48 Prozent der niedergelassenen Ärzte erreichen binnen einer Dekade das Pensionsalter, bei Ärzten mit GKK-Vertrag sind es sogar 55 Prozent. Noch schlechter ist die Situation bei Fachärzten. Jeweils fast zwei Drittel der heutigen Orthopäden und Frauenärzte mit GKK-Vertrag werden zum Beispiel in 10 Jahren im Ruhestand sein oder an die Pensionsgrenze kommen. Schon heute arbeiten über 100 Kassenärzte jenseits der gesetzlichen Pensionsgrenze von 70 Jahren. Und es könnten künftig deutlich mehr werden.
Deutliche regionale Unterschiede
Klare Unterschiede bestehen bei der ärztlichen Versorgung in den einzelnen Bundesländern. In Wien kommen auf 1.000 Einwohner fast sieben Ärzte, überdurchschnittlich sind die Zahlen auch in Salzburg und Tirol. Am anderen Ende der Skala stehen Oberösterreich und das Burgenland mit jeweils gut vier Ärzten pro 1.000 Einwohnern.
Auch bei den Altersstrukturen findet man regionale Unterschiede. Im Burgenland, in Kärnten und Wien erreichen bis 2030 80 bis 90 Prozent der heute tätigen Ärzte die Altersgrenze, in Salzburg und Tirol sind es nur etwas mehr als 60 Prozent.
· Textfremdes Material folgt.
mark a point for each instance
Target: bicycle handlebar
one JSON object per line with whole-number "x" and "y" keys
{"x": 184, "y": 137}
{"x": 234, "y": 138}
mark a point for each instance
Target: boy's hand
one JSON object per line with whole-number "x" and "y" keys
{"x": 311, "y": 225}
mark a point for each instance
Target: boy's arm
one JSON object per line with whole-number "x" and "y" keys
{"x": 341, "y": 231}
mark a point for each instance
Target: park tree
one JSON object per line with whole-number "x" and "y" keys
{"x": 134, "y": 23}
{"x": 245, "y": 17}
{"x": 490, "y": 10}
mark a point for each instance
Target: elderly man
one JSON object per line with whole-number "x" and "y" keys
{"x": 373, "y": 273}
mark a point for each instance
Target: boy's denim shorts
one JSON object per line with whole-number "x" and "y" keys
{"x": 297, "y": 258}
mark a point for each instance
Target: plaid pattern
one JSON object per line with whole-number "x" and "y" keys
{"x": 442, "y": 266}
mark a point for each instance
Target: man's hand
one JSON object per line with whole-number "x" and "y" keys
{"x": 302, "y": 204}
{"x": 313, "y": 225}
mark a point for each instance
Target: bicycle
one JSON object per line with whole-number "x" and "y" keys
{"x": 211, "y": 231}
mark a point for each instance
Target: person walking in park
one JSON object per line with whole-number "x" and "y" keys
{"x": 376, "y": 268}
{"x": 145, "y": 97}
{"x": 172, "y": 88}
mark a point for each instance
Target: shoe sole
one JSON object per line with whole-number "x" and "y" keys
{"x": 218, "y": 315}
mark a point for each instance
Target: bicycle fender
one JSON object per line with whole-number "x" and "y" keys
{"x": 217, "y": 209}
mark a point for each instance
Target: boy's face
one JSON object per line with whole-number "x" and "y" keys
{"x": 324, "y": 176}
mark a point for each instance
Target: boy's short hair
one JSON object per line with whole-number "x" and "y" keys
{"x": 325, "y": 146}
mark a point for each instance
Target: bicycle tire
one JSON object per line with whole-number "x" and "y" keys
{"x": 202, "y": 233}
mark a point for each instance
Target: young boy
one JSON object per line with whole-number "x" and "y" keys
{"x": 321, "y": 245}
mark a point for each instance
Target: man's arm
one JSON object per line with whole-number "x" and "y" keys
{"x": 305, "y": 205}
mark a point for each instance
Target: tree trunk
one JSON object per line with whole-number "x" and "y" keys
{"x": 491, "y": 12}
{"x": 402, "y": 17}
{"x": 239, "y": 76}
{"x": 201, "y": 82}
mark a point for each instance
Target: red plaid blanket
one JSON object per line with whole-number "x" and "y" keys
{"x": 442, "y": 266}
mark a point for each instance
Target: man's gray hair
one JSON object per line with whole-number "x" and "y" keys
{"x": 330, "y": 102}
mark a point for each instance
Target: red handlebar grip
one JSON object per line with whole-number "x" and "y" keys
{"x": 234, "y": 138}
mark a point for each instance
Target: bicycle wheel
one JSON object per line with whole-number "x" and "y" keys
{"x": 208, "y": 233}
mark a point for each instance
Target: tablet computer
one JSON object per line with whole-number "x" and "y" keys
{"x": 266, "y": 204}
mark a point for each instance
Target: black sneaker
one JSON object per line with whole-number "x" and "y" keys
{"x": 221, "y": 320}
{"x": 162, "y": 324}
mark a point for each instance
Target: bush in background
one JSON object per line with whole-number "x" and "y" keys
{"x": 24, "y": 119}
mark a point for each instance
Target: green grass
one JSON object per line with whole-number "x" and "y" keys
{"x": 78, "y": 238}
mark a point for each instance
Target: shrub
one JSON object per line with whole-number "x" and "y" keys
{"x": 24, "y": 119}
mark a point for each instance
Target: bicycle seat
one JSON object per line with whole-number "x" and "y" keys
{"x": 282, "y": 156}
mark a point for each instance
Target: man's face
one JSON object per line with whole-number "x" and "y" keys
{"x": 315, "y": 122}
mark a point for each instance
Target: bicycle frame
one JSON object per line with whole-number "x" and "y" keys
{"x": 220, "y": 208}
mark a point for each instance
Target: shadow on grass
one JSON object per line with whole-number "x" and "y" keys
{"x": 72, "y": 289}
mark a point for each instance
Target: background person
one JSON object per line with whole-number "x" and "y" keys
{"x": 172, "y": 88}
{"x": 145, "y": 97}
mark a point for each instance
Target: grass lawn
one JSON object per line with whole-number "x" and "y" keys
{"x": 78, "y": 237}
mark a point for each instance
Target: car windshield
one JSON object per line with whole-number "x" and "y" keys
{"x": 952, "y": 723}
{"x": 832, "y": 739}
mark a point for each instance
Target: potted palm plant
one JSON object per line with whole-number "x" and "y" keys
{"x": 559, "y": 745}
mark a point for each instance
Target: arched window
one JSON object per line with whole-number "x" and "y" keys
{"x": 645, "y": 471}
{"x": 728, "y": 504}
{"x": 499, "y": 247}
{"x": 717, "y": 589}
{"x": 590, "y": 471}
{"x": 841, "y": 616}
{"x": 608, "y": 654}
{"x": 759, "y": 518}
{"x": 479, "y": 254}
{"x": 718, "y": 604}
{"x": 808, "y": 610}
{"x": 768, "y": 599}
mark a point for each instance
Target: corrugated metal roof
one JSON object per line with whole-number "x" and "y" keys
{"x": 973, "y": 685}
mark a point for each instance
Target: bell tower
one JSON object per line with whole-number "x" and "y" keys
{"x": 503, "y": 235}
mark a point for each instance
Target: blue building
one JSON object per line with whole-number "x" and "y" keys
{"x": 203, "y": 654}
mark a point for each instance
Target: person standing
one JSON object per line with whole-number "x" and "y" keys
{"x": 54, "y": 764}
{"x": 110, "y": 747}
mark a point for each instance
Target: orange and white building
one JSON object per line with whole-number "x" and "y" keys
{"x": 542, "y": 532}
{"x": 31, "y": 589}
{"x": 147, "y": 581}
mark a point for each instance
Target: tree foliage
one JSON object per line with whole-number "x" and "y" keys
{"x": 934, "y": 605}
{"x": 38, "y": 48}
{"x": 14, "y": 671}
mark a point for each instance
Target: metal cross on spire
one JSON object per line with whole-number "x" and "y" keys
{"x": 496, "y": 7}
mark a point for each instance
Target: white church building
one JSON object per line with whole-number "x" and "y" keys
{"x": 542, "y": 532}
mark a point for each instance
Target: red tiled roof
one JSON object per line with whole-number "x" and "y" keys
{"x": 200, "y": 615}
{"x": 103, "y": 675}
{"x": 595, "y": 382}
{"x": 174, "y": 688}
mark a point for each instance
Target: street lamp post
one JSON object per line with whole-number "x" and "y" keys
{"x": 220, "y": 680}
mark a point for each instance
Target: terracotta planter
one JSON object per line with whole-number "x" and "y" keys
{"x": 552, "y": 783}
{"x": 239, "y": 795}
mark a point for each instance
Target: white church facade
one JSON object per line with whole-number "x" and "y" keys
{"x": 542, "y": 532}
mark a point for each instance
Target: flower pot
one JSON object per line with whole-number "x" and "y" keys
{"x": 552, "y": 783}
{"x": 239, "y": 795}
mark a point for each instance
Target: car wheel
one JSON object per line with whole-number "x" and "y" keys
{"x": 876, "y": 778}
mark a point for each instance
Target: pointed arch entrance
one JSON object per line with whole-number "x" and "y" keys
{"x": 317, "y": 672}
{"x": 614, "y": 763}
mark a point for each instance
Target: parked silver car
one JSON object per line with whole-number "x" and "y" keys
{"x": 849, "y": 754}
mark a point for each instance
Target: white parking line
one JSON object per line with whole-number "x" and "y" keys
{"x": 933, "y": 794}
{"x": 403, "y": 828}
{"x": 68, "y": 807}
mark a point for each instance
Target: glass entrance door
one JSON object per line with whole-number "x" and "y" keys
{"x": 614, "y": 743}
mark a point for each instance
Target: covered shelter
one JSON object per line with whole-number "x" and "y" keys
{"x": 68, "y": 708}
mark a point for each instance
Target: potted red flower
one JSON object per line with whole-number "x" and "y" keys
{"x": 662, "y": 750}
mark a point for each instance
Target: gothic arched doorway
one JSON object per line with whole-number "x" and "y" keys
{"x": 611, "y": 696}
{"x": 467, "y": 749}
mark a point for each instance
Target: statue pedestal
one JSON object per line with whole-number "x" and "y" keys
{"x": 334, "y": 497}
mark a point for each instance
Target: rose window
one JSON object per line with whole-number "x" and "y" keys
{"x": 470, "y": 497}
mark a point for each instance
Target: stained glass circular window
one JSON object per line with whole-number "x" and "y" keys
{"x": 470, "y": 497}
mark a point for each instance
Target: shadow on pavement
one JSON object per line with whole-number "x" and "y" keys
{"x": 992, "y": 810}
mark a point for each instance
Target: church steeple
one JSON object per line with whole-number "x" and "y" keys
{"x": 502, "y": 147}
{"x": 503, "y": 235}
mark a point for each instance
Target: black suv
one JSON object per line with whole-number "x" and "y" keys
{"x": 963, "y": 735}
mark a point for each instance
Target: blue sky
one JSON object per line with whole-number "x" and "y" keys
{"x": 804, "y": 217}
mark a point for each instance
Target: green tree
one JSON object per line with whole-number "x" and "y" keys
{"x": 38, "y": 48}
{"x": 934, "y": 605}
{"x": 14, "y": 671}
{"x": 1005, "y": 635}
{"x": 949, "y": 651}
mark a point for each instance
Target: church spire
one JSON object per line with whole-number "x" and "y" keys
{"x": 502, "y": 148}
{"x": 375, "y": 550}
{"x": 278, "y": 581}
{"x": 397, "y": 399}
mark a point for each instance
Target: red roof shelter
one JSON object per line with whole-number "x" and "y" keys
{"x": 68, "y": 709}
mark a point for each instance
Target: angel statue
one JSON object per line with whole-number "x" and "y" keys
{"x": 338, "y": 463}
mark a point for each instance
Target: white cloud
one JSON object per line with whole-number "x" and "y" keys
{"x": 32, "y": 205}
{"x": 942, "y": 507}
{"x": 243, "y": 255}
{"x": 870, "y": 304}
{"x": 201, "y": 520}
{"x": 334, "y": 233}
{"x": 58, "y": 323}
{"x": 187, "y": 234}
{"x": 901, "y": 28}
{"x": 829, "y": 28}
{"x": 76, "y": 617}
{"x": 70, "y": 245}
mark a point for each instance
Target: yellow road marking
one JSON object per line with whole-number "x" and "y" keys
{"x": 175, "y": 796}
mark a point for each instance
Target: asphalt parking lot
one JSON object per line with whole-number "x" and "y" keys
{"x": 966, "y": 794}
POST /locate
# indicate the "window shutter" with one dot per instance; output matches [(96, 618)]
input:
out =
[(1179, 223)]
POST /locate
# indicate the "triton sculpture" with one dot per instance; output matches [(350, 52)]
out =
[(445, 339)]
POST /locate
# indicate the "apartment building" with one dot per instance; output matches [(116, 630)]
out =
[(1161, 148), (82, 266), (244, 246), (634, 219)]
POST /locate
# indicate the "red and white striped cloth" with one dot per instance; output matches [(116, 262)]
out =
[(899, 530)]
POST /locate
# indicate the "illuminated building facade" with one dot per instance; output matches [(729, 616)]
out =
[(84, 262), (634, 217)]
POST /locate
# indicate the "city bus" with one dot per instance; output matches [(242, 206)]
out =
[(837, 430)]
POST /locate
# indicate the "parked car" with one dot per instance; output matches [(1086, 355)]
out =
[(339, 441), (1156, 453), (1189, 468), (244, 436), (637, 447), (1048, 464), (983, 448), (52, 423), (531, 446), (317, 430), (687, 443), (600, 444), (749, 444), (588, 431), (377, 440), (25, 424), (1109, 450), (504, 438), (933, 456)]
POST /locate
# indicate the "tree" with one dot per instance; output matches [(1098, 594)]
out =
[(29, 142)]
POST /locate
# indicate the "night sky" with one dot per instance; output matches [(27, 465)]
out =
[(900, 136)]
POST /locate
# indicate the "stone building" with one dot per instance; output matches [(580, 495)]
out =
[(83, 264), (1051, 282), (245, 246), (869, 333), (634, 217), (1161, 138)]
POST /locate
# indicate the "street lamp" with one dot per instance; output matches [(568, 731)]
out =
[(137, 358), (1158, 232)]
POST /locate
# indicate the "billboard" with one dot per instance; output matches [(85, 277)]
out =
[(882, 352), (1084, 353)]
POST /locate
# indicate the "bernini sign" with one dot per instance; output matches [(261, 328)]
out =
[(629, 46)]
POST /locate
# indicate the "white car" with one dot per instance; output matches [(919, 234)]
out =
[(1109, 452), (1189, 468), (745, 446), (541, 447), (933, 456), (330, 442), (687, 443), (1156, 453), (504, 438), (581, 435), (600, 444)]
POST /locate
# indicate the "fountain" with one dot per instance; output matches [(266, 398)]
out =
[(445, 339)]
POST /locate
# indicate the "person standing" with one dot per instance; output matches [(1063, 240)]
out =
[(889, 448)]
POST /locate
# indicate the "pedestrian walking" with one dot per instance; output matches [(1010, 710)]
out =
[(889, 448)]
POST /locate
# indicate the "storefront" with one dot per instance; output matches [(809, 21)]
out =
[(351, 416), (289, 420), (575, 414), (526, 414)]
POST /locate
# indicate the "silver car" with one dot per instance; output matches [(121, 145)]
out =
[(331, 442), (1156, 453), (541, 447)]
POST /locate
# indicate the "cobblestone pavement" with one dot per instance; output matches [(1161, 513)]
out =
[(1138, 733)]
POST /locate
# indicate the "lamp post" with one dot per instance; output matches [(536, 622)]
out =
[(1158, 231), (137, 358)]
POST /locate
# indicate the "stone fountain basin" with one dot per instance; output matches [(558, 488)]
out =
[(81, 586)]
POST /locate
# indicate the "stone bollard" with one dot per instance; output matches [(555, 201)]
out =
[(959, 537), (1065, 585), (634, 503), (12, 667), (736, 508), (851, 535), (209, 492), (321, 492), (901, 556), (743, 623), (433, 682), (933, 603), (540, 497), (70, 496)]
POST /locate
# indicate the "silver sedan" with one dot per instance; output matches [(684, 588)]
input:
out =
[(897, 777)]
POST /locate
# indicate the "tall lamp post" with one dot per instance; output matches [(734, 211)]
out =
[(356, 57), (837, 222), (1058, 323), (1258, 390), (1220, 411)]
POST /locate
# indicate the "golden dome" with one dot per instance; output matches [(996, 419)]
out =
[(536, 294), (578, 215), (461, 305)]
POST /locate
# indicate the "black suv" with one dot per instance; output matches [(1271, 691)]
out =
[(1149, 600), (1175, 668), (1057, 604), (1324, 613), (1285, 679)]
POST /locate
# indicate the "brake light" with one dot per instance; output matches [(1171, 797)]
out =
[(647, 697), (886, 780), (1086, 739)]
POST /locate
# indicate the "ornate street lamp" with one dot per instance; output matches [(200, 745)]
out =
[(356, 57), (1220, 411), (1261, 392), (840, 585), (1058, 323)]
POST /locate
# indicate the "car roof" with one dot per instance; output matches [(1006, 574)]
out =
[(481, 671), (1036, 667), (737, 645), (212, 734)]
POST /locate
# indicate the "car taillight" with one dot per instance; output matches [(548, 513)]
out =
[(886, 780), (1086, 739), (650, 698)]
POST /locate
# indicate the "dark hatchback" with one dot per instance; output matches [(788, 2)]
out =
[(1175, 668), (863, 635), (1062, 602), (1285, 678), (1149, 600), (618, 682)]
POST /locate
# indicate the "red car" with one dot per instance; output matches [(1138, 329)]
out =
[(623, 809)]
Probleme bereitet die Hausarzt-Versorgung vor allem auf dem Land. Viele Ärzte bevorzugen die Tätigkeit in der Stadt. Daher bleiben Hausarztstellen “in der Provinz” nicht selten über Monate unbesetzt. Ende 2018 waren im kassenärztlichen Bereich in Österreich 129 Stellen unbesetzt – davon 68 Stellen für Allgemein-Mediziner und 61 Facharzt-Stellen.
Bessere Arbeitsbedingungen gefordert
Die österreichische Ärztekammer schätzt den jährlichen Nachbesetzungsbedarf bei Arztstellen auf rd. 1.460 Ärzte. Eine Zahl, die durch den akademischen Nachwuchs kaum gedeckt werden kann, zumal viele Jungmediziner den Weg ins Ausland wählen.
Vor allem die Tätigkeit als Kassenarzt müsse attraktiver werden, so die Standesvertretung angesichts der stagnierenden bis rückläufigen Kassenarzt-Zahlen. Dazu gehörten Maßnahmen wie Bürokratieabbau, neue Angebote für angehende Kassenärzte und flexiblere Beschäftigungsmodelle – zum Beispiel die Möglichkeit, sich eine Kassenarztstelle zu teilen.
Um dem drohenden Ärztemangel in Österreich entgegenzuwirken, müsse auch Geld in die Hand genommen werden. Die neue österreichische Bundesregierung wird jedenfalls auf gesundheitspolitischem Feld gefordert sein.